Vers quel organisme se tourner en cas de dépendance aux médicaments?

• Le Groupe Harmonie (pour les 55 ans et plus): 514 939-2640 ou groupeharmonie.org.

• Le Centre de réadaptation en dépendance de Montréal: 514 385-1232 ou ciusss-centresudmtl.gouv.qc.ca, en cliquant sur Soins et services, puis sur Problèmes de consommation ou de dépendance.

• Drogue – Aide et référence, pour trouver un centre d’aide au Québec: 1 800 265-2626 ou aidedrogue.ca.

 

5 gestes pour aider un proche

1. Aborder le sujet

Il va sans dire qu’évoquer la dépendance aux médicaments d’ordonnance avec un membre de notre famille ou un ami risque de provoquer un certain malaise, mais c’est peut-être la secousse dont il a besoin pour réaliser l’ampleur du problème.

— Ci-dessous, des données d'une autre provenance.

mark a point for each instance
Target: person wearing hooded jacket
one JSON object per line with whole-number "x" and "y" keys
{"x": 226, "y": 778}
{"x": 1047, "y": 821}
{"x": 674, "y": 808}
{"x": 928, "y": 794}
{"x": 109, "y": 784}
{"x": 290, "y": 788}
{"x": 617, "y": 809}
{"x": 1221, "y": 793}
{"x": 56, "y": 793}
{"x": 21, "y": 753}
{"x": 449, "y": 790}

On en parle franchement, mais avec délicatesse.

2. S’abstenir de juger

La toxicomanie vient fréquemment avec un sentiment de honte qu’on ne doit pas prendre à la légère. Si un proche se confie à nous, on évite de porter un jugement ou de passer un commentaire désobligeant. On se montre aimant et on prend le temps d’écouter ce qu’il a à nous confier.

3. Passer au pilulier

On lui procure un pilulier, aussi appelé dosette. Le pharmacien pourra ainsi répartir les médicaments selon les journées de la semaine ou du mois. «On peut aussi faire préparer les prescriptions à la semaine plutôt qu’au mois, suggère la Dre Morin. Quand on reçoit tous nos médicaments pour un mois, ça peut être tentant d’aller jouer dedans.»

4. Mettre en place un système de soutien

On évite de laisser la personne à elle-même, car les mauvaises habitudes risquent alors de reprendre le dessus. Si elle habite dans une résidence, on peut par exemple demander à une infirmière sur place de lui administrer ses médicaments. Autre façon de lui apporter du soutien: augmenter la fréquence de nos visites ou s’assurer qu’un service de ménage ou une popote roulante passe chez elle quelques fois par semaine.

5. Demander une aide extérieure

Pour offrir un soutien adéquat, on demande à notre proche la permission de consulter son médecin et son pharmacien pour mettre en place un plan d’action. On n’hésite pas à solliciter la contribution d’autres membres de la famille, de voisins ou d’amis, si nécessaire.